To date, 7,100 have attended Wait No More events, with 1,791 families initiating adoption of foster children. In Colorado, the number of foster children waiting for adoption dropped from about 800 to 350, thanks to the efforts of Wait No More in conjunction with other ministries and agencies.

Policymakers also can help by increasing the adoption services available to pregnant mothers and children.

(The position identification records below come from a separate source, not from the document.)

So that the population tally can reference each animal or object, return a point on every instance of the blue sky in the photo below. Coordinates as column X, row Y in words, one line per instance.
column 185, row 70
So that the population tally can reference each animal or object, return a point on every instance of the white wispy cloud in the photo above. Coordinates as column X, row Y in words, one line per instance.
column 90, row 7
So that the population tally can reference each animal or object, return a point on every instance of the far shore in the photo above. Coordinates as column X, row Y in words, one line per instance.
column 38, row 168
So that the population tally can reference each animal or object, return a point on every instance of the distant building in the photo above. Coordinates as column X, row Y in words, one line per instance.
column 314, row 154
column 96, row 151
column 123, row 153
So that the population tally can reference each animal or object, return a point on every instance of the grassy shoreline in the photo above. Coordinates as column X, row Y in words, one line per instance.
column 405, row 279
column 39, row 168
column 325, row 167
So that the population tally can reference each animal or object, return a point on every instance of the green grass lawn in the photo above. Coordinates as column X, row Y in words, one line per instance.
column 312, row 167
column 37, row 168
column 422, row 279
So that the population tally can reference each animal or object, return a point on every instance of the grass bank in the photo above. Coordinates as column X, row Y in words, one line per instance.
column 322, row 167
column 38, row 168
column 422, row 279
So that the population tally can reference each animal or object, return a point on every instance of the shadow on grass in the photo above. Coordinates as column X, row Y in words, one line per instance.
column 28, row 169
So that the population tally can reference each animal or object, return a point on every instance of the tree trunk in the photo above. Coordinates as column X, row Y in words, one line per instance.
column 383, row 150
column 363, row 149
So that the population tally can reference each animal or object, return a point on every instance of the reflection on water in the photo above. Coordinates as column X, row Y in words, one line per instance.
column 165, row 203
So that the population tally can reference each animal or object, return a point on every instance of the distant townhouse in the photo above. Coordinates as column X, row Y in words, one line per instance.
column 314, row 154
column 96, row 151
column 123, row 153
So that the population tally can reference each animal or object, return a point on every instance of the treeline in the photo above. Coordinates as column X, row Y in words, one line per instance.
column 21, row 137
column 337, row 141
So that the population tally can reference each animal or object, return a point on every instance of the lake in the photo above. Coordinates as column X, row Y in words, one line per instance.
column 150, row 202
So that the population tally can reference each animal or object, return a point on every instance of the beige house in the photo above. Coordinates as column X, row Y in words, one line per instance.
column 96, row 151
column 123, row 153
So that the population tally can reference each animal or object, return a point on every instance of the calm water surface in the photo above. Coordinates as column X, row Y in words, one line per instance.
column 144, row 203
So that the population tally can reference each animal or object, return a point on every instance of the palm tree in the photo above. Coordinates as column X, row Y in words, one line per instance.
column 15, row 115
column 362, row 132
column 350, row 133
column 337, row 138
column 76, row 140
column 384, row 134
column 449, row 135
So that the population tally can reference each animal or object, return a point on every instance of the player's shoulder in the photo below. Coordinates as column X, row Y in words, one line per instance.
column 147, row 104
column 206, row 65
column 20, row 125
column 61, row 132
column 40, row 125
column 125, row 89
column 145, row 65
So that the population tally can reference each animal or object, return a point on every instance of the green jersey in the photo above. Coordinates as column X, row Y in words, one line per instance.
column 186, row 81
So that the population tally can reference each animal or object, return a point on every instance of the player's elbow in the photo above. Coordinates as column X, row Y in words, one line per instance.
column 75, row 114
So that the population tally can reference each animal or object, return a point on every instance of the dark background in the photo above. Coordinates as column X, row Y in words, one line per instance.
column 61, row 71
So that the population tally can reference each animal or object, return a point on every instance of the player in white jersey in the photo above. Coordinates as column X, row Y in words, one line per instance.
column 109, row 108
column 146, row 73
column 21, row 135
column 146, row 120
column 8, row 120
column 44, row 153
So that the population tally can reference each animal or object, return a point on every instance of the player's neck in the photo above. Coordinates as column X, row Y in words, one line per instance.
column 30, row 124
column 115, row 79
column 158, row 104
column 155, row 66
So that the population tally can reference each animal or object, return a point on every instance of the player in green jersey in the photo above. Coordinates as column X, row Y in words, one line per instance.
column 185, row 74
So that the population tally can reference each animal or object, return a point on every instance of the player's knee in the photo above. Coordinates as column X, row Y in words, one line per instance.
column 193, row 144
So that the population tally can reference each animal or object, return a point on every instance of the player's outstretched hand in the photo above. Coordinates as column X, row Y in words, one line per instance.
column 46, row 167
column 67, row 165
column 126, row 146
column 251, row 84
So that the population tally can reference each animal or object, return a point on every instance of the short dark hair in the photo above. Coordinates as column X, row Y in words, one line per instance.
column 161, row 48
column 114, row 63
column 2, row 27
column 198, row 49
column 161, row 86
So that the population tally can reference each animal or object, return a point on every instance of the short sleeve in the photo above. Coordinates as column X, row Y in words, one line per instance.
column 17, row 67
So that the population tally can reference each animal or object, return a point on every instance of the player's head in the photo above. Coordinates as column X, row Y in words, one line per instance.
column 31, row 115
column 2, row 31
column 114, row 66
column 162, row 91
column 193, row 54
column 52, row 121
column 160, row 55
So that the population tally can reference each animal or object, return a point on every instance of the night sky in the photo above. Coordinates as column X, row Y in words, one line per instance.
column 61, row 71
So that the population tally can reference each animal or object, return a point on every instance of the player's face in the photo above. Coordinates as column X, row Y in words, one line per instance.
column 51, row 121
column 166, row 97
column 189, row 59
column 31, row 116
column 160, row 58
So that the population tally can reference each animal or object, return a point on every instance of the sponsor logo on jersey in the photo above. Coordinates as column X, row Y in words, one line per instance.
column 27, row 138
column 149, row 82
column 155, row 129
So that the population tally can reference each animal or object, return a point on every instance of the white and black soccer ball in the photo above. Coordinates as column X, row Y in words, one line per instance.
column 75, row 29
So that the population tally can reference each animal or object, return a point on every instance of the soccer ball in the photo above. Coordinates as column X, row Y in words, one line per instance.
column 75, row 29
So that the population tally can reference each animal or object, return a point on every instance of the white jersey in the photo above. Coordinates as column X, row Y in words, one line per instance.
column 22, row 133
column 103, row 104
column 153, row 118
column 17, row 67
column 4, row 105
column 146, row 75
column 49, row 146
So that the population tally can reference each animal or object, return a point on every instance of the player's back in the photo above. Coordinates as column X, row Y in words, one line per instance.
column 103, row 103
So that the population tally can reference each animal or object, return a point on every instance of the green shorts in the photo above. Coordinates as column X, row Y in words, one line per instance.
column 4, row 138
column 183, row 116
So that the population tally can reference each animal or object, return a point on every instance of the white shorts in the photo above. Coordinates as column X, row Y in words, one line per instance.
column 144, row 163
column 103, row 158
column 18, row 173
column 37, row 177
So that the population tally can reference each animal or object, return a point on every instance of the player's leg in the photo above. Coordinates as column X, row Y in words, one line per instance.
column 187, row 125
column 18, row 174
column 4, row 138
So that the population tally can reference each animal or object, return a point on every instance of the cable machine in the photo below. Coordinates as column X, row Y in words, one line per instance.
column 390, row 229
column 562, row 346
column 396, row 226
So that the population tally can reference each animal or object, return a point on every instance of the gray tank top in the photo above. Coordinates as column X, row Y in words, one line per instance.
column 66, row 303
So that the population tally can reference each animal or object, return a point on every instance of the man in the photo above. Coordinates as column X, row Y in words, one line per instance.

In some states, the effect of public policy is to force certain religious adoption agencies out of business because they object to placing children in households with two parents of the same sex.

In Illinois, just 10 days before Thanksgiving, Catholic Charities announced the closing of foster care and adoption services after the state insisted that it allow placements with same-sex couples.

As attorney Peter Breen observed in a statement issued by the Thomas More Society, which represented Catholic Charities, the announcement “marks the tragic end to 90 years of foster care service by some of the most effective child welfare agencies in Illinois.”

In Massachusetts and the District of Columbia, similar policies already had forced religious groups out of foster care and adoption—a loss for many needy children.

Thankfully, for each child waiting to be adopted from foster care, America has three houses of worship. Child and family services with religious affiliations have large, established networks of prospective parents and caregivers.

With more than 100,000 children waiting for homes, policymakers should encourage, not create barriers for, these providers.

Let’s hope National Adoption Month will help bring the need and opportunity back into focus.

Jennifer A. Marshall is director of the DeVos Center for Religion and Civil Society at The Heritage Foundation (heritage.org) and author of the book “Now and Not Yet: Making Sense of Single Life in the Twenty-First Century.”